Ullman to Take Reins at Penney Ullman Takes Reins
Carole Sloan -- Home Textiles Today, November 1, 2004
Myron “Mike” Ullman III has been named chairman and CEO of J.C. Penney Co. succeeding Allen Questrom, who announced earlier this year that he would not renew his employment contract when it expires in September 2005.
Questrom is credited with turning around the giant retailer since his arrival in September 2000.
Ullman, who joins Penney Dec. 1 with a wide-ranging and global track record, said that he would take the next few months to get to know the team, the off-mall opportunities, the Internet and the brand. By mid-spring, he said in the conference call after his appointment was announced, “I should have a point of view that will give me a chance to put my initial impressions behind, and start to deal with reality.”
Ullman's broad range of retailing experience began in 1982 at Federated Department Stores' former Sanger Harris division, where he rose to executive vice president. He later became managing director of Wharf Holdings in Hong Kong and became executive vice president of R. H. Macy in 1988. He was promoted to CEO in 1992 several months after the company filed for bankruptcy protection.
When Federated, then headed by Questrom, staged an unsolicited bid for Macy's, then under Ullman's direction, Macy's became part of Federated in 1994. Ullman left to become chairman and CEO of the DFS Group of duty free shops around the world. In the mid-'90s, LVMH Moet Hennessy Louis Vuitton bought DFS Group and Ullman rose through that corporation's ranks to become second in command to chairman Bernard Arnault.
In a conference call last week, Questrom said, “This could not be a better decision. The key is his previous experience and his CEO experience.”

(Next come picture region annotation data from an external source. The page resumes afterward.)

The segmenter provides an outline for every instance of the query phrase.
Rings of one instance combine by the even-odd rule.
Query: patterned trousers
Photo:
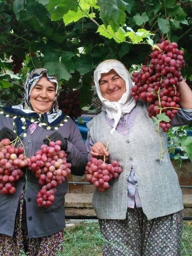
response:
[[[47,237],[28,238],[27,230],[21,229],[23,203],[23,193],[13,236],[0,234],[0,256],[20,256],[25,251],[28,256],[55,256],[57,252],[62,250],[63,230]]]
[[[125,220],[99,220],[103,256],[180,256],[183,219],[180,211],[147,220],[136,208]]]

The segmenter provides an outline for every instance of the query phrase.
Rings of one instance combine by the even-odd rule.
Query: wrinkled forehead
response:
[[[110,72],[117,74],[125,80],[125,73],[127,70],[124,65],[119,61],[103,62],[97,67],[94,73],[95,81],[99,83],[103,74],[107,74]]]

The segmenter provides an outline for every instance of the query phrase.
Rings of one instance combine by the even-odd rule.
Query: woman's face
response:
[[[46,77],[37,82],[30,94],[30,101],[35,112],[46,113],[51,108],[55,96],[56,85]]]
[[[102,74],[99,83],[102,96],[110,101],[118,101],[126,92],[125,81],[114,69]]]

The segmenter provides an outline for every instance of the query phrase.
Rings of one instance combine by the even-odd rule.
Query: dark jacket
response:
[[[73,167],[71,173],[83,175],[87,162],[87,153],[81,136],[77,126],[70,118],[63,123],[56,130],[68,141],[67,162]],[[0,115],[0,129],[4,126],[13,130],[12,117]],[[43,144],[43,140],[56,130],[48,130],[38,126],[31,135],[29,129],[22,143],[28,157],[34,155]],[[57,192],[52,205],[48,208],[38,207],[36,203],[37,193],[41,186],[35,177],[28,170],[22,178],[15,182],[16,192],[13,194],[0,194],[0,233],[13,236],[16,213],[21,193],[25,188],[26,220],[28,238],[46,236],[63,229],[65,226],[64,196],[67,192],[68,182],[57,187]]]

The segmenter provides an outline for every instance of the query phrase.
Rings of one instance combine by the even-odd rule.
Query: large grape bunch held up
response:
[[[88,181],[94,184],[100,192],[104,192],[110,188],[109,181],[118,178],[122,171],[117,161],[110,164],[104,162],[102,159],[91,157],[85,167],[85,173]]]
[[[42,187],[37,193],[36,202],[39,207],[51,206],[55,199],[56,187],[64,182],[70,173],[71,164],[67,163],[67,154],[61,150],[60,141],[51,141],[49,145],[41,145],[28,159],[28,169],[31,170]]]
[[[0,141],[0,192],[14,194],[15,182],[23,175],[22,167],[27,166],[28,160],[23,154],[23,148],[15,147],[9,139]]]
[[[183,51],[179,50],[176,43],[170,43],[165,40],[157,45],[159,49],[151,54],[150,64],[143,66],[141,71],[133,73],[134,85],[131,95],[136,100],[141,98],[148,102],[150,117],[160,113],[169,117],[169,122],[160,123],[163,131],[166,132],[180,107],[180,94],[177,89],[183,80],[180,70],[185,62]]]

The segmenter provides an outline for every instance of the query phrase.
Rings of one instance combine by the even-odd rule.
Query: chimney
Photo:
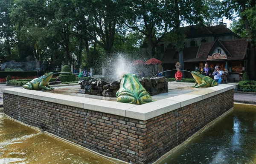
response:
[[[222,20],[221,20],[219,22],[219,25],[223,25],[223,21]]]

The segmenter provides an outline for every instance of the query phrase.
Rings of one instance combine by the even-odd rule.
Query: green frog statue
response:
[[[31,82],[27,83],[23,86],[23,88],[25,89],[32,90],[54,89],[54,88],[51,88],[48,83],[52,79],[52,75],[53,75],[53,72],[46,73],[41,76],[34,79]]]
[[[116,96],[117,102],[141,105],[152,101],[152,97],[140,83],[136,74],[122,76]]]
[[[218,85],[218,82],[209,76],[203,75],[199,72],[192,71],[191,74],[195,80],[194,88],[213,87]],[[199,84],[198,85],[197,85]]]

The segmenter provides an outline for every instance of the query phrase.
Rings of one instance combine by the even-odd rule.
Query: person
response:
[[[220,70],[219,66],[216,67],[216,70],[213,72],[213,74],[214,75],[214,78],[213,79],[214,80],[218,82],[218,84],[220,84],[221,82],[222,71]]]
[[[83,72],[81,72],[79,73],[79,75],[78,75],[78,77],[83,77]]]
[[[210,67],[208,66],[208,63],[207,62],[205,63],[205,67],[203,68],[203,71],[201,74],[203,75],[207,76],[210,78],[212,78],[212,72],[213,72],[213,71]]]
[[[198,67],[196,67],[195,69],[195,72],[200,72],[200,70],[199,70],[199,68]],[[201,73],[201,72],[200,72]]]
[[[90,71],[89,71],[89,72],[88,72],[88,73],[87,73],[86,75],[87,76],[90,76],[90,77],[92,76],[92,74],[91,74]]]
[[[177,68],[177,71],[175,73],[175,78],[176,82],[181,82],[181,78],[182,78],[182,73],[180,72],[180,70],[179,68]]]
[[[58,78],[58,76],[56,78],[56,82],[60,82],[61,81],[60,79]]]
[[[85,76],[87,75],[87,71],[86,71],[86,70],[84,70],[84,71],[83,71],[83,77],[85,77]]]
[[[75,69],[74,69],[74,73],[75,74],[77,74],[77,71],[76,70],[76,68],[75,68]]]
[[[40,77],[41,76],[41,72],[40,72],[40,70],[38,70],[38,77]]]
[[[227,71],[227,69],[226,69],[224,68],[224,78],[223,79],[225,82],[227,82],[227,74],[228,72]]]

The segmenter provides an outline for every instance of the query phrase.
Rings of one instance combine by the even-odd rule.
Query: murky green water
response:
[[[235,105],[161,164],[256,164],[256,105]]]
[[[108,159],[3,118],[0,164],[113,164]],[[256,105],[234,110],[161,164],[256,163]]]
[[[86,150],[3,117],[0,164],[114,164]]]

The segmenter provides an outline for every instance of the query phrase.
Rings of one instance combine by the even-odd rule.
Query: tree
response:
[[[206,24],[211,26],[222,19],[221,6],[219,0],[205,0],[203,14]]]
[[[12,56],[12,48],[15,45],[14,40],[15,24],[10,19],[10,8],[13,5],[13,0],[0,0],[0,57],[5,59]],[[14,54],[17,55],[17,54]]]
[[[241,20],[243,22],[243,24],[240,23],[239,25],[243,26],[246,29],[250,43],[249,45],[250,54],[248,60],[250,68],[249,70],[250,77],[251,79],[256,79],[255,57],[256,50],[256,0],[224,0],[222,4],[224,6],[223,12],[227,18],[233,20],[235,17],[238,16],[240,17],[239,20],[241,20]]]

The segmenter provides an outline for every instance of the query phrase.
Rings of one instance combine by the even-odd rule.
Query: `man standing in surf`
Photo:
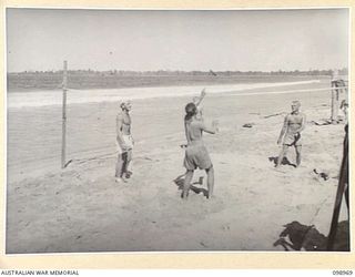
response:
[[[296,167],[301,165],[301,132],[305,129],[306,116],[300,112],[300,101],[293,101],[291,104],[292,112],[285,116],[284,125],[277,140],[277,144],[283,142],[283,147],[277,158],[276,168],[280,167],[284,156],[287,154],[290,146],[295,146],[296,150]]]
[[[131,102],[122,102],[121,111],[116,116],[116,146],[118,146],[118,162],[115,165],[115,182],[126,182],[132,172],[129,171],[129,165],[132,161],[133,137],[131,135]]]
[[[204,146],[202,134],[203,132],[215,134],[217,132],[217,122],[214,121],[212,129],[207,129],[204,121],[197,119],[199,111],[194,103],[189,103],[185,106],[185,112],[184,124],[187,146],[185,150],[184,167],[186,168],[186,175],[182,198],[187,198],[193,173],[197,167],[206,171],[209,188],[207,198],[211,198],[213,196],[214,187],[214,170],[207,148]]]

At the same time, Questrom said, “I am disappointed that Vanessa Castagna did not get the job. I can't comment on her plans.” Castagna is second in command at Penney, serving as chairman and CEO of Penney stores, catalog and Internet.
Commenting on Penney's progress, Questrom said the company would hit its $1 billion target for Internet sales sooner than planned. He also said the off-the-mall store concept “is a better deal than we thought it was. It's a whole new opportunity for 100 to 200 stores” — a figure substantially higher than the 75 to 100 originally projected.
Ullman stressed the importance of continuing to have Penney offer “fashion at a price, and quality is very important,” brushing aside thoughts that with his background in luxury merchandise he would take the company upscale. For Penney, he said, “It is a combination of brand and sales promotion. But the content and product must be right.”
Branding will continue to play a key role at Penney, Questrom said, “and we've begun branding the Penney name, as well as designers to develop brands that differentiate us.” In home, he pointed to Chris Madden and Colin Cowie as “establishing an identity that make people come to Penney.”